Electromechanical mechanisms of bone remodeling.

摘要

This dissertation studies the electromechanical coupling within live bone tissue in search for the bone remodeling mechanism. It covers the following topics: (i) the solid-fluid interaction within bone matrix under external loading; (ii) the generation of the streaming potential (SGP); (iii) the initiation and transmission of the intracellular electrical potential and current (induced by the extracellular streaming potential) in the bone cell network connected by gap junctions; (iv) experimentation with bone cell coupling in vitro.;First, an analytical solution of bone fluid pressure within a biphasic bone beam under oscillatory loading is derived based on a poroelastic analysis.

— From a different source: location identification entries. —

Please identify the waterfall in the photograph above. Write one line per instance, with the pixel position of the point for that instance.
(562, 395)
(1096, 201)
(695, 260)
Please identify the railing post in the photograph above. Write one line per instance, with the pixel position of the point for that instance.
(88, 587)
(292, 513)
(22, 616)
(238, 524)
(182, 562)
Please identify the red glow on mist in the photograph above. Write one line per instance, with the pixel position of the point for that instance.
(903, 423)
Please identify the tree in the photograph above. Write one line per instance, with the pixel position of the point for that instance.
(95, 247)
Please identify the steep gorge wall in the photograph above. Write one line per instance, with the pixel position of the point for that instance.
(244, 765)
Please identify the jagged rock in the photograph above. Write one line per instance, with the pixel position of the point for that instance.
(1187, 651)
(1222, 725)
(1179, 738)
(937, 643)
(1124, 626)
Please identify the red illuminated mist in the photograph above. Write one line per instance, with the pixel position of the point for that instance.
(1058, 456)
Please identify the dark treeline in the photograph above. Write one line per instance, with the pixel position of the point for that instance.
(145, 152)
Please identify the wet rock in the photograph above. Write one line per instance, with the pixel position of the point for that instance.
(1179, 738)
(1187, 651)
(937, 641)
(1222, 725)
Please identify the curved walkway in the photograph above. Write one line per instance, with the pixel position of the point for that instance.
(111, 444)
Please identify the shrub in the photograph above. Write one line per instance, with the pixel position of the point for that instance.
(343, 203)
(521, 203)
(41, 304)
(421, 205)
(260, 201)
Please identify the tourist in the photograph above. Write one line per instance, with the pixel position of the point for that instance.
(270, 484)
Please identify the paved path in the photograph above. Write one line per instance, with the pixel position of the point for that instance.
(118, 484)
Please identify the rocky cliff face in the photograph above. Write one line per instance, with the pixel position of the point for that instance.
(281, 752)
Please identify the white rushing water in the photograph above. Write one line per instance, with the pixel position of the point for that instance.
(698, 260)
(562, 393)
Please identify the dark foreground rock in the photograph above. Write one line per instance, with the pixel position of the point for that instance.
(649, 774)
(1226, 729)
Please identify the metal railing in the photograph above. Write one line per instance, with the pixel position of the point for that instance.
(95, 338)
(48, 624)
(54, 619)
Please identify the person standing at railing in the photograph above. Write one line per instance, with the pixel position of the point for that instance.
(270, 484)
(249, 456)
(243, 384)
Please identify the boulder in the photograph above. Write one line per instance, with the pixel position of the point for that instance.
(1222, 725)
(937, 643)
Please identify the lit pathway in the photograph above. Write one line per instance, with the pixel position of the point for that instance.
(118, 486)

This solution is then used to quantify the load-carrying capacity of the bone fluid pressure under various loading compositions. The strain generated streaming potential (SGP) can also be obtained as it is proportionally related to the bone fluid pressure.;Secondly, a cable model is formulated to calculate the intracellular potential and current within a one-dimensional array of osteocytic processes along the radius of an osteon. As a first approach, a continuous cable model is developed and analytically solved in which the gap junctional resistance is distributed uniformly along the cable length and the SGP (which serves as the extracellular potential) is evaluated using a beam analogy. All other parameters are evaluated based on a careful anatomical analysis.;Thirdly, a discrete cable model is developed to allow one discrete gap junction in the cable and take into account both the axisymmetric geometry of the osteon and the variation of the membrane time constant. The closed-form solution derived shows that the generation of the intracellular potential at the resting osteoblasts along the osteonal lumen can be interpreted as a combination of a high-pass and a low-pass filter with respect to loading frequency.;Finally, a flow chamber is designed, manufactured, and implemented as an in vitro experimental model to investigate the influence of fluid flow and shear stress on the coupling and the expression of gap junction proteins of rat osteosarcoma (ROS 17/2.8) cells.